Ten minutes and we were in Freiberg where once again we ended up under a shopping centre and headed towards the cathedral. Surrounding the cathedral was the most wonderful vegetable and fruit market with a scattering of arts and crafts. Wonderful, in that we had not seen such an extensive produce market before. Inside the cathedral it was equally as stunning with one of the most decorative altars, naves, windows and roof. One of the best. But how does one really judge.
Headed east now and stopped at Lake Titisee...a must see, apparently
Not a lot of pleasure craft on the blue waters. Some were cleverly designed paddle boats that looked like speedboats and others were larger cruise vessels which were filling up as soon as they docked. I am not sure where they cruised to because the lake was not very big and the shoreline appeared to be mostly trees...not a beach or jetty in view across the placid waters.
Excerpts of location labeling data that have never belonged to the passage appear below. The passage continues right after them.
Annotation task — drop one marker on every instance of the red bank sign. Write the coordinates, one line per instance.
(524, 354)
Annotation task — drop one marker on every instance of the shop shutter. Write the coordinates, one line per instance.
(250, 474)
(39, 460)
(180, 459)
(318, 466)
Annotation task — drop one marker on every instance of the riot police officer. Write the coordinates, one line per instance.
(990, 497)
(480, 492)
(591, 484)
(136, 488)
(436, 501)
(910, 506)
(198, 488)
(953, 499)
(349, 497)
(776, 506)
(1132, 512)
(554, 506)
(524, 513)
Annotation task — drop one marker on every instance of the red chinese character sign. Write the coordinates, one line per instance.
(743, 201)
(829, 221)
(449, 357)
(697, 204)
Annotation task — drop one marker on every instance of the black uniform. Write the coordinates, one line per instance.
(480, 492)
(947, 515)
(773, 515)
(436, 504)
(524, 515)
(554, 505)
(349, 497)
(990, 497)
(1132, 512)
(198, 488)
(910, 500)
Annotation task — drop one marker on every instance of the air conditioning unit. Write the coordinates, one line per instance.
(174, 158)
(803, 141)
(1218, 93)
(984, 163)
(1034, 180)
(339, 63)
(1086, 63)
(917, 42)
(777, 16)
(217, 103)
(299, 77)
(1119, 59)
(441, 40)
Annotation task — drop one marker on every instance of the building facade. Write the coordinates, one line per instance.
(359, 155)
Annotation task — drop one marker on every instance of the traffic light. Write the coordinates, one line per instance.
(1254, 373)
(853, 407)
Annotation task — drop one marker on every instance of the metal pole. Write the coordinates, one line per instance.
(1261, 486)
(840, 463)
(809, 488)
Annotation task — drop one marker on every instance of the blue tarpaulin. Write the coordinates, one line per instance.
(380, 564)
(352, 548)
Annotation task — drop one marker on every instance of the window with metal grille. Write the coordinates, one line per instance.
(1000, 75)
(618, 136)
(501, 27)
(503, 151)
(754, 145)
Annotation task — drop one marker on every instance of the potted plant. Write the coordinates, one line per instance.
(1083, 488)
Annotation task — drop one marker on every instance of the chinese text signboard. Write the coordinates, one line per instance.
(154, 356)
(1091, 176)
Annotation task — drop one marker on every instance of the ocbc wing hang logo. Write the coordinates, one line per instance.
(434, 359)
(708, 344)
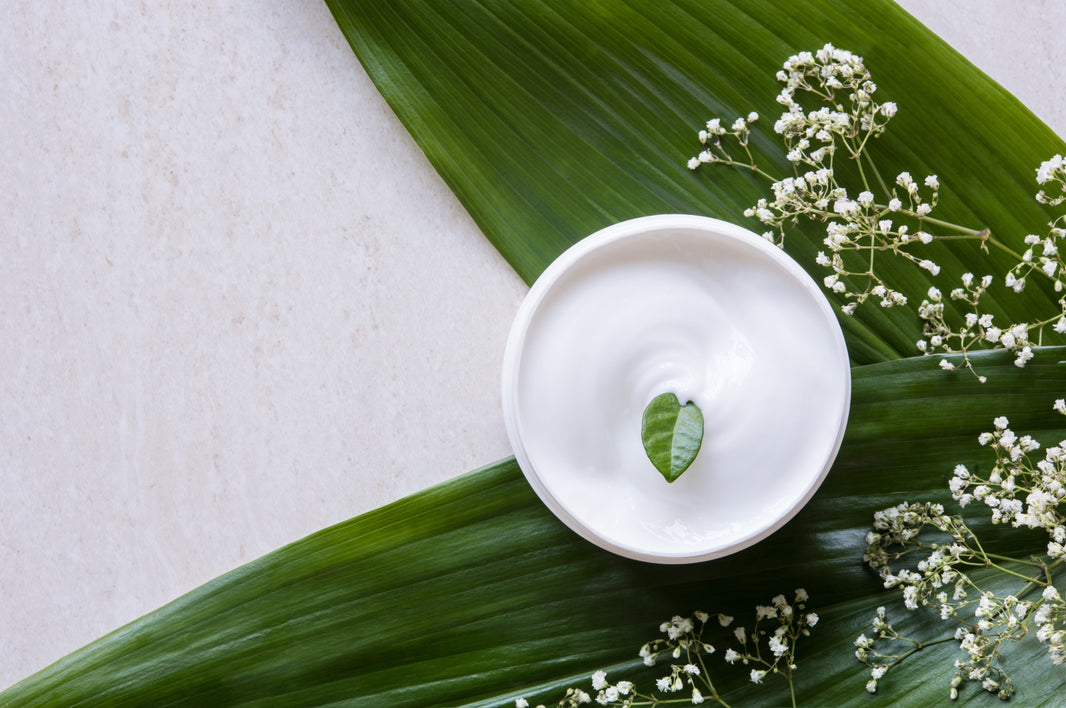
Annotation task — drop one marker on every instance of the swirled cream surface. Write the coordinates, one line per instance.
(700, 308)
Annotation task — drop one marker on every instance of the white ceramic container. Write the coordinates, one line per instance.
(712, 312)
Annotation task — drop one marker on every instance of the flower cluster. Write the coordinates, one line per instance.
(943, 552)
(830, 116)
(769, 647)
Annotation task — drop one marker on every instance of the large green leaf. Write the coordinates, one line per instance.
(552, 118)
(472, 593)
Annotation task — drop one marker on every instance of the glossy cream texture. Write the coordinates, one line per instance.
(714, 320)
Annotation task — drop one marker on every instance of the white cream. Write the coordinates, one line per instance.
(700, 308)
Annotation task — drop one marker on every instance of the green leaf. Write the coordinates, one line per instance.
(551, 119)
(471, 593)
(672, 434)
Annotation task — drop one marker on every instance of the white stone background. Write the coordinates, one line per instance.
(238, 305)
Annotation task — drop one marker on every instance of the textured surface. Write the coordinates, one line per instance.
(231, 287)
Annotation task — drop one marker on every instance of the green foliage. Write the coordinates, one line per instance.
(550, 119)
(672, 434)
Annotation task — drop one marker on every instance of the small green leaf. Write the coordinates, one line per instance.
(672, 434)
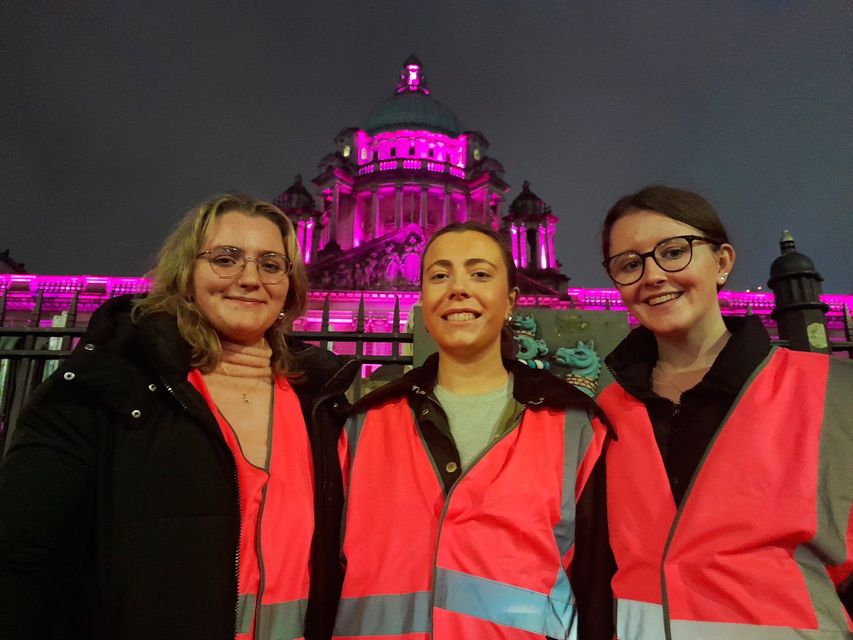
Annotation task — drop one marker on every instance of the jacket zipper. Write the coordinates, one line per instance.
(444, 508)
(183, 406)
(664, 595)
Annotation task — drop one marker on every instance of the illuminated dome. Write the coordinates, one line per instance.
(413, 107)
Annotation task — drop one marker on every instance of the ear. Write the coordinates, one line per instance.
(725, 260)
(513, 297)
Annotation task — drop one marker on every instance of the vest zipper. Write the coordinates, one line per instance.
(455, 484)
(183, 406)
(261, 572)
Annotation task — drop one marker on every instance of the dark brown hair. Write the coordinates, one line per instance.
(678, 204)
(509, 347)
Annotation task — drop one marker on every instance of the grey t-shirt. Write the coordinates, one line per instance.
(473, 418)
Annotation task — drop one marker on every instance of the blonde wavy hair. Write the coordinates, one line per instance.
(172, 286)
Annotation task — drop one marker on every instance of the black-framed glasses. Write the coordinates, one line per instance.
(229, 262)
(670, 254)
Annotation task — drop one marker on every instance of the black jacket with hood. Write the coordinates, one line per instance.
(593, 565)
(119, 511)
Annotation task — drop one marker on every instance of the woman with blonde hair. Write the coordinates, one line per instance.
(164, 482)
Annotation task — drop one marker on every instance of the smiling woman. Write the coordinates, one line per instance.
(461, 477)
(742, 451)
(185, 431)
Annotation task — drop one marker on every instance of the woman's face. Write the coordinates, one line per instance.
(465, 294)
(242, 308)
(676, 304)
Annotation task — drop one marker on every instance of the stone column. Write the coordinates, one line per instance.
(377, 220)
(424, 208)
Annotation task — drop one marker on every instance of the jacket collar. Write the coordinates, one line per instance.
(631, 362)
(531, 387)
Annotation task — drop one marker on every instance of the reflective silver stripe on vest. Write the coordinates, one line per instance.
(644, 621)
(834, 499)
(245, 612)
(549, 615)
(385, 615)
(577, 438)
(276, 621)
(282, 620)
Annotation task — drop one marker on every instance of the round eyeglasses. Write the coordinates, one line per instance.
(671, 255)
(229, 262)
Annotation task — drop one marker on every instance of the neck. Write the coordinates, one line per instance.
(240, 361)
(480, 374)
(694, 349)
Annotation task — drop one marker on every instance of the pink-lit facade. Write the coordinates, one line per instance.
(412, 162)
(408, 170)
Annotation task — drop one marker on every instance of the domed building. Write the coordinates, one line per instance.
(409, 169)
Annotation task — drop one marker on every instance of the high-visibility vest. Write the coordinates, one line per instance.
(487, 560)
(277, 522)
(763, 533)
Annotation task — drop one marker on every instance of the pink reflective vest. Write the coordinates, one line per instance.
(764, 532)
(277, 522)
(488, 560)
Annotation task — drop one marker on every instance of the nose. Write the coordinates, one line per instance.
(458, 288)
(249, 276)
(652, 273)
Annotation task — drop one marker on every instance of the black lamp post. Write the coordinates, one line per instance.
(799, 313)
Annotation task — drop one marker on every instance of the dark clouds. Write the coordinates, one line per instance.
(117, 118)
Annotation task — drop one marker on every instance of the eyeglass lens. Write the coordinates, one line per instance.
(672, 254)
(229, 262)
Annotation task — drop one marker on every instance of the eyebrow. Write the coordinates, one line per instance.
(470, 262)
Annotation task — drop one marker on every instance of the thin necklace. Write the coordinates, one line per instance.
(248, 390)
The highlight of our stroll around the shoreline had to be the cuckoo clock emporium which had not only said noisy time pieces for sale but also some magnificent grandfather clocks with modern accurate mechanisms and olde worlde clock faces. All those pendulous time pieces brought back memories of my time in the gift shop warehouse in Sydney in the 1970's
There were some interesting food shops with all manner of sausages, cheeses, breads and wines. Not to mention the ice creameries. Lunch, I reckoned, had to be something of each of those so I bought what looked like a German hot dog. All I got was a large sausage in a small, cold, hard, bread roll. We sat on a bench by the side o' see-shore and ate our lunches. Anne had a salad thing which was not particularly appetising either. [Two weeks later as I type this up we still fail to understand why there are not more meat products in this country. What little there is is either ground up and wrapped up in a sausage skin or compressed into and sold as cold luncheon meat. In other words there is rarely any beef steak, lamb chops or sides of pork in the meat shops. You cannot call them butchers. I never saw a side of beef being hacked up. Very little chicken either compared to the mass production we are used to.] We adjourned to an ice cream bar where Anne had a cup of tea and I at last had a spaghetti ice cream. Not what it seems. Only ice cream put through a garlic press.
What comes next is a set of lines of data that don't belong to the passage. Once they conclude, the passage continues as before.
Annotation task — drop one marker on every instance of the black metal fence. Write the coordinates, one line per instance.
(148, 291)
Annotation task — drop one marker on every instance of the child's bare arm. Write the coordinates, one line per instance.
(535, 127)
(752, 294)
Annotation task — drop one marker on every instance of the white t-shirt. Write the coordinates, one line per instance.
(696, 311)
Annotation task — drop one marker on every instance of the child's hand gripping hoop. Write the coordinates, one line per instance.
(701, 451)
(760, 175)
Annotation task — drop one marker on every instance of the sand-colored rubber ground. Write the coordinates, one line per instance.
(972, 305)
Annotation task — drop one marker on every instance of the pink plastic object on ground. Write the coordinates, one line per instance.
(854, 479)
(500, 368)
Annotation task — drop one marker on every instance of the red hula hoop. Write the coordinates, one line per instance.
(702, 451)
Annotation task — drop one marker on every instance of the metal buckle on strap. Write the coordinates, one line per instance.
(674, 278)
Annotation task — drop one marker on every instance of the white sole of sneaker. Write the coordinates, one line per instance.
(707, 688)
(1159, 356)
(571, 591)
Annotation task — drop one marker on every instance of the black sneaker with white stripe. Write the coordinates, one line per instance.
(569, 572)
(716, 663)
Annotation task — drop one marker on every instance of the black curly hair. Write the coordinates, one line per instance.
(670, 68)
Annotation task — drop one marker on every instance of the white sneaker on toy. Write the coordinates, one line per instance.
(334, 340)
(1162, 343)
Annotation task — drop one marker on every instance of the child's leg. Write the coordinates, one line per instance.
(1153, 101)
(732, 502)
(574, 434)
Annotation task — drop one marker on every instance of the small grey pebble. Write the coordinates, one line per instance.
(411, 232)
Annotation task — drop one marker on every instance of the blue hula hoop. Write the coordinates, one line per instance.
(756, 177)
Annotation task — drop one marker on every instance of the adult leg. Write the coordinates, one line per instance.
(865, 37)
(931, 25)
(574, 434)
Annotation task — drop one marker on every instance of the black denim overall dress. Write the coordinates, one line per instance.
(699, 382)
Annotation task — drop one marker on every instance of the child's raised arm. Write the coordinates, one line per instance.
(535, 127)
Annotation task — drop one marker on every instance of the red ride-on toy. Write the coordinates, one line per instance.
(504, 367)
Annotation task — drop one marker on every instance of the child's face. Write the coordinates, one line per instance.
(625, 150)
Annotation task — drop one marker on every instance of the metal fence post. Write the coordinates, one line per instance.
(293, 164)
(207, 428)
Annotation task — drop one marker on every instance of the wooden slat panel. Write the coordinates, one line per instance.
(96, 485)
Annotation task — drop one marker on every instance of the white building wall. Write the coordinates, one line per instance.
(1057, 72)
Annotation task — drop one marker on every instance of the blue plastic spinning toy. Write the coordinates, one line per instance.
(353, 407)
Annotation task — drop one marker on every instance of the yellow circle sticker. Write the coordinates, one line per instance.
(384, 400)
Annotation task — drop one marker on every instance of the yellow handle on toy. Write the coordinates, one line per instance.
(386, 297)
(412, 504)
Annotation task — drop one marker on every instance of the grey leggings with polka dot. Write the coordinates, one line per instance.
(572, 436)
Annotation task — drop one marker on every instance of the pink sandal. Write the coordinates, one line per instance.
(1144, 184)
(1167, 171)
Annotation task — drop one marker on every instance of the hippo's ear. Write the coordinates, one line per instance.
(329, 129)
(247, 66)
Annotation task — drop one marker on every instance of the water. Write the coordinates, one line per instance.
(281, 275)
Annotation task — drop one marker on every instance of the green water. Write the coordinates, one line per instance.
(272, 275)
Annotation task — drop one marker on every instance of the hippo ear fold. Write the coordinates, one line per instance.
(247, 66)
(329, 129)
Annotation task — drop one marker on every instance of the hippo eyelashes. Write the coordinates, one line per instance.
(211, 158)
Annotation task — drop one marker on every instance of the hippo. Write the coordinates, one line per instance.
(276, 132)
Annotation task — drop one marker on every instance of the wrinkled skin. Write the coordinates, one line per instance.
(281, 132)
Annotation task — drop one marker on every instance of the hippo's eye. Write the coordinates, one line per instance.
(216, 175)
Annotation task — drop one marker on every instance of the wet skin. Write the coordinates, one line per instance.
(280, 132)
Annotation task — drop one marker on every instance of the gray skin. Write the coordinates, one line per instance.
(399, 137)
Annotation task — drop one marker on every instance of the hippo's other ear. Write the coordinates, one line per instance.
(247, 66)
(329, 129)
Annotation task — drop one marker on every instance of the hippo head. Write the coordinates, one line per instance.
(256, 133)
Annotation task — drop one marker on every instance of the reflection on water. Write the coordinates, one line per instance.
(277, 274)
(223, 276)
We bought a phone card but were unable to find a phone box in town to ring U & H, our German hosts, and it was not until we were within 60 km of their house that we found one...a coin operated phone outside a rail museum
We found their house by following the signs to Radofzell and then Moos after passing through Singen and even had no problem identifying the street and the house opposite the Rathaus. They were very pleased to see us and had prepared afternoon tea which was laid out on their dining table in their sitting room. I particularly enjoyed the home cooked strawberry cheese cake. Conversation was not too difficult They both spoke or at least understood a modicum of English although U admitted she wished we spoke French which she had been studying for years. Horst's English was mostly gained from an intense business course he did some years previously. We both agreed that whilst he could express himself in long English words some of the really small expressions eluded him.
Anyway, we were in good company and conversation did not flag as they made us feel at home and made every effort to ensure we knew how to take care of their home while they were away. But we shall never remember all their instructions. They should have provided us with typed notes.
After feeding us we were whisked off in their small green Peugot to find petrol in Ramsden in that enclave of Switzerland that pushes into that part of the Reich for no apparent reason. Anyway, petrol was cheaper there and this was where they went for their fuel, crossing back and forth into Switzerland. We returned via a circuitous route along the lakeside villages that I would not remember but it gave us an idea of the countryside. We stopped at a restaurant, which I have not been able to find since, and had veal and chips or, in U's case, noodles. Not noodles as we understood them but deep fried, battered spaghetti...I think. At the time they looked most unappetising but I have had a plate full since and it was very tasty. We went to bed at about 11pm in their bed after sitting in the winter room chatting.